Vorzugsbehandlung für Sinner? Djokovic "wirklich frustriert" von Doping-Aufarbeitung
29.12.2024, 13:48 Uhr
Djokovic glaubt Sinner seine Erklärung für den positiven Dopingtest, ist aber genervt vom System.
(Foto: picture alliance / ipa-agency)
Mit Jannik Sinner und Iga Swiatek sind gleich zwei Tennis-Superstars des Dopings überführt. Beide kommen jedoch überaus glimpflich davon - und es gibt viele Unklarheiten bei der Vorgehensweise. Das erzürnt weitere Größen des Sports.
Novak Djokovic und Nick Kyrgios haben nach den jüngsten Fällen um Jannik Sinner und Iga Swiatek den Umgang mit Dopingsperren im Tennissport scharf kritisiert. Olympiasieger Djokovic stellt "die Funktionsweise des Systems infrage", Kyrgios sieht sogar "die Integrität des Tennissports gefährdet". Der Australier bezog sich damit vor allem auf den Fall Sinner. "Ich denke einfach, dass es in unserem Sport schrecklich gehandhabt wurde", sagte Kyrgios. Jeder wisse es, "aber niemand möchte darüber sprechen."
Der Weltranglistenerste Sinner war im März zweimal positiv auf Clostebol getestet worden. Die zuständige International Tennis Integrity Agency (ITIA) akzeptierte jedoch sein Argument, dass das Steroid unabsichtlich in seinen Körper gelangt sei. Er wurde nicht suspendiert. Die Welt-Anti-Doping-Agentur (WADA) legte daraufhin beim Internationalen Sportgerichtshof CAS Berufung ein, ein Urteil steht noch aus. Swiatek wurde im August als Nummer eins in einer Probe außerhalb von Wettkämpfen positiv auf das Herzmedikament Trimetazidin getestet. Wie bei Sinner akzeptierte die ITIA, dass Swiateks Verstoß nicht vorsätzlich war, sie erhielt nur eine einmonatige Sperre.
Wird Sinner noch gesperrt?
"Warum werden bestimmte Spieler nicht gleich behandelt wie andere Spieler?", fragte Djokovic und lieferte gleich mögliche Antworten mit: "Vielleicht gibt es Gründe wegen der Rangliste oder vielleicht haben andere mehr finanzielle Unterstützung oder bessere juristische Hilfe." Zugleich bemängelte er mangelnde Transparenz: "Einige unserer Spieler warten seit über einem Jahr auf die Lösung ihres Falles."
Er habe Sinner geglaubt, als dieser sagte, er sei aufgrund einer Verunreinigung durch seinen Physiotherapeuten positiv getestet worden, meinte aber, die Spieler seien während des gesamten Prozesses nicht informiert worden. "Ich war wirklich frustriert, wie die meisten anderen Spieler auch, dass wir fünf Monate lang im Dunkeln gelassen wurden", sagte Djokovic. Sinner hatte die Nachricht vom positiven Test im April erhalten, aber erst im August, kurz vor den US Open, wurde der Fall offiziell bekannt gegeben. Einen Grund für die Verzögerung sei von der ATP nicht genannt worden.
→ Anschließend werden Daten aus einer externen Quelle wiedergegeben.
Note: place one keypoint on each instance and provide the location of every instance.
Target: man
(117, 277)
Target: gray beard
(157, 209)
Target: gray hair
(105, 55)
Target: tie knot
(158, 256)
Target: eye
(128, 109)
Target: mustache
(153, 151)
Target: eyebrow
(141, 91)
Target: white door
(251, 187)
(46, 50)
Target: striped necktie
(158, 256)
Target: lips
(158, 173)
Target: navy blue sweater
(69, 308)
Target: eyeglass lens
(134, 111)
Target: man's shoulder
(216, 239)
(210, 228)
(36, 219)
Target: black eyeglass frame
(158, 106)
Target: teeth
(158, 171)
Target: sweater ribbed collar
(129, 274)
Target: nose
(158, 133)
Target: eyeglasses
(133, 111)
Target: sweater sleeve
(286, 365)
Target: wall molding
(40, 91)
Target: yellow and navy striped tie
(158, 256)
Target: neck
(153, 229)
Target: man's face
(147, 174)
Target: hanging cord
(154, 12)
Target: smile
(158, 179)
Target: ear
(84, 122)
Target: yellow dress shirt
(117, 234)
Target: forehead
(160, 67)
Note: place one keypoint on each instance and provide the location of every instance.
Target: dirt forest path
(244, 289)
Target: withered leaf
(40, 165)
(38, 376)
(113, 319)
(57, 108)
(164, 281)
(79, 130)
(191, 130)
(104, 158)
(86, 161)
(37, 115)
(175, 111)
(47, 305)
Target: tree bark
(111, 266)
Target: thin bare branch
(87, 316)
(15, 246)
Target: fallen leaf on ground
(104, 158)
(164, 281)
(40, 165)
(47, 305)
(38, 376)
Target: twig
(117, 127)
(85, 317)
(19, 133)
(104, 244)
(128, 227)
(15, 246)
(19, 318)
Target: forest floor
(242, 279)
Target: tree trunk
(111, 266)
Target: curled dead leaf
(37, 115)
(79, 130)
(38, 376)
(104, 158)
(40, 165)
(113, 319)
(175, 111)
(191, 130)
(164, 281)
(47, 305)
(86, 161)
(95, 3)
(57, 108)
Zudem dürfte die Verunreinigung durch einen Physiotherapeuten, der das Steroid an den Händen hatte, Sinner nicht von seiner Verantwortung befreien, so Doping-Experte Fritz Sörgel bei "Münchner Merkur/tz": "Verantwortung lässt sich nicht abgeben. Er muss sich um seine Entourage kümmern, da beißt die Maus keinen Faden ab." Dem deutschen Pharmakologen zufolge müsse der Italiener nachträglich gesperrt werden. "Sinner wird bestraft werden müssen, weil er verantwortlich ist, was in seinen Körper kommt. Da hilft es auch nichts, wenn wirklich der Physio etwas an den Händen hatte."
Djokovic und Kyrgios treten in Brisbane ab Montag gemeinsam im Doppel an. Für den exzentrischen Australier ist es das Comeback nach langer Verletzungspause, er hat 2024 kein Match bestritten, 2023 nur eines in Stuttgart. Djokovic und Kyrgios hatten 2022 im Wimbledonfinale gestanden, damals siegte der Serbe.